By Gerry Fischer
It’s Thanksgiving, time! Time to give thanks for the harvest, our lives, health, and the blessings we enjoy. We must also not forget the pumpkin pies, turkey and dressing with all the trimmings, friends, family and those who aren’t faring as well as we.
We’re all familiar with the thanksgiving story where the pilgrims landed in Plymouth Massachusetts and the Indians helped them survive even bringing them food to augment their first harvest. In fact, the Indians were embarrassed by how ill prepared the colonists were for company. The chief sent his hunters out and they brought back deer, and turkeys as well as other wild game. Oysters and fish were caught or gathered and time was set aside to give thanks for what God provided. That first Thanksgiving lasted for a couple of weeks, and games were played and contests held. There was music and dancing, mostly by the Indians with their drums and flutes, but it was a gay affair enjoyed by all. Little by little each state and colony before them set a time to commemorate this holiday, until President Abraham Lincoln in 1863 recognized the holiday, to be formally written into law by President Ulysses S. Grant in 1870.

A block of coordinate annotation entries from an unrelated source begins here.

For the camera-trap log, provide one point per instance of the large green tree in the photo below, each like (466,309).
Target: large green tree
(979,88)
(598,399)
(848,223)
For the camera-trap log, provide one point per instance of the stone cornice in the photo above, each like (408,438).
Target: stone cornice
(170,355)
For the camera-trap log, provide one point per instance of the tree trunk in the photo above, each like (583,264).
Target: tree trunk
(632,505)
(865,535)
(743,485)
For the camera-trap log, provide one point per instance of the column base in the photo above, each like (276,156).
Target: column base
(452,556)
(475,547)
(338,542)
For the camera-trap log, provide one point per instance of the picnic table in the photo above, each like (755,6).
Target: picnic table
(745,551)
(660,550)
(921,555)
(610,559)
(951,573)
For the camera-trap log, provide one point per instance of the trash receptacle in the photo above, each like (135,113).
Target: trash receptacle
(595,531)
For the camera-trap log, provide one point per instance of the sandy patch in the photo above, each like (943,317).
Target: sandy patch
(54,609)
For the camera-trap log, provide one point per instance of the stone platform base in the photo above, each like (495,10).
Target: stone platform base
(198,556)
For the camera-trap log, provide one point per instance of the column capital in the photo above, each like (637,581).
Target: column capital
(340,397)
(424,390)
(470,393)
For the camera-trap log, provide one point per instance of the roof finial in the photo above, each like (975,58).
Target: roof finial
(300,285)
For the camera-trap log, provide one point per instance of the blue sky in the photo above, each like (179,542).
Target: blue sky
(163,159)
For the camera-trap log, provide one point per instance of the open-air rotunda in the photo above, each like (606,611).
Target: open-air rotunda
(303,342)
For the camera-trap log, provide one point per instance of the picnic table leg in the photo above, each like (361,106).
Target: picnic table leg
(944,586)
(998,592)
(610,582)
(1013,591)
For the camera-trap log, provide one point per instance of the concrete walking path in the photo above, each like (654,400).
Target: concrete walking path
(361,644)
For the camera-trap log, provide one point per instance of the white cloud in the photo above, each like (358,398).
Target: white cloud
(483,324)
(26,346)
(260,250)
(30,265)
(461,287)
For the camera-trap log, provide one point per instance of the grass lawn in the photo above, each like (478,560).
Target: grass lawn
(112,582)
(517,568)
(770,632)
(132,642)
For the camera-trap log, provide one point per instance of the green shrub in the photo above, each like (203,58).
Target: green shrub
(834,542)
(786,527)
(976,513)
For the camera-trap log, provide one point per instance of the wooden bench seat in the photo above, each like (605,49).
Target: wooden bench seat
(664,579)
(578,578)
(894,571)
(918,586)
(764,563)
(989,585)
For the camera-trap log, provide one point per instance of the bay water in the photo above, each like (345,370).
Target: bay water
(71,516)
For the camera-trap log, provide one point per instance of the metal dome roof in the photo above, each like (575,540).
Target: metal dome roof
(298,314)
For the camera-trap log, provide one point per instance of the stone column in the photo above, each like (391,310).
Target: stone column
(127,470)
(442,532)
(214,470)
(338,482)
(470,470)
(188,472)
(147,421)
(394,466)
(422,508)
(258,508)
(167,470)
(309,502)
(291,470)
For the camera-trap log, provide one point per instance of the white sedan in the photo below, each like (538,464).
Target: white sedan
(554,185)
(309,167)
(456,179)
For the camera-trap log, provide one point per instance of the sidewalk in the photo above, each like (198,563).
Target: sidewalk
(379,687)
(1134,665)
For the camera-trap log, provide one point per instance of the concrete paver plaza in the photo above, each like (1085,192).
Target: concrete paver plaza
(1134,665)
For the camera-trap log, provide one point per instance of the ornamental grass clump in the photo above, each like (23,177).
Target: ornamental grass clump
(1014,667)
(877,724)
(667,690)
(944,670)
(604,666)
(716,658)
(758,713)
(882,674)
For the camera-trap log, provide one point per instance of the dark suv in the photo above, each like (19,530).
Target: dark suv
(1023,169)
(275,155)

The holiday has changed over time, and was never as recognized in the rural areas as much as in the cities. In Urban areas the day often was a holiday with time off work to celebrate. The industrial revolution allowed for Sundays as a biblical day of rest, but after a while a five-day work week came into being and then additional days off for Thanksgiving Day, Christmas and Christmas Eve, Good Friday and days like the 4th of July, Memorial Day, and others, but these were not celebrated on the farm as they were in the cities.
Cattle, Horses, Sheep, Goats, Swine, chickens and geese do not have days off. They eat every day, and it’s the farmers who feed them. To feed and water animals requires drawing the water, and carrying it to the animals or breaking ice in the ponds so cattle can drink. Hay has to be pitched into the mangers, corn has to be ground for the poultry and broadcast to them. The farm is not a place where everyone gets a day off work. So, Thanksgiving on a farm usually meant a little more festive meal, with maybe some deserts not all that common, like cake in an environment more usually seeing pies. Cornbread stuffing made with lots of sage, cranberries, pecan and pumpkin pies as well as fried fruit pies dusted with white sugar were common fare. There would be vegetables, maybe mashed potatoes instead of fried, sausage and bacon as well as chicken and turkeys would be on the table.
Visitors would usually pitch in with the chores so that after dinner the men could sit and smoke their pipes while the women visited and caught up on the news. There often times would be a fiddle or guitar around and some good old country music would be played. If Grandpa felt up to it, he might just “stomp up” a tune, by clogging.
In the city there would be a celebration more like what we see today, with some decorations, roast turkey and all the side dishes you would expect in a Norman Rockwell painting on the cover of a Saturday Evening Post magazine. No matter, either country or town, Thanksgiving was looked forward to and everyone ate leftovers for days later. Everywhere, a blessing was said thanking God for the bounteous food and blessings enjoyed by everyone. Happy Thanksgiving.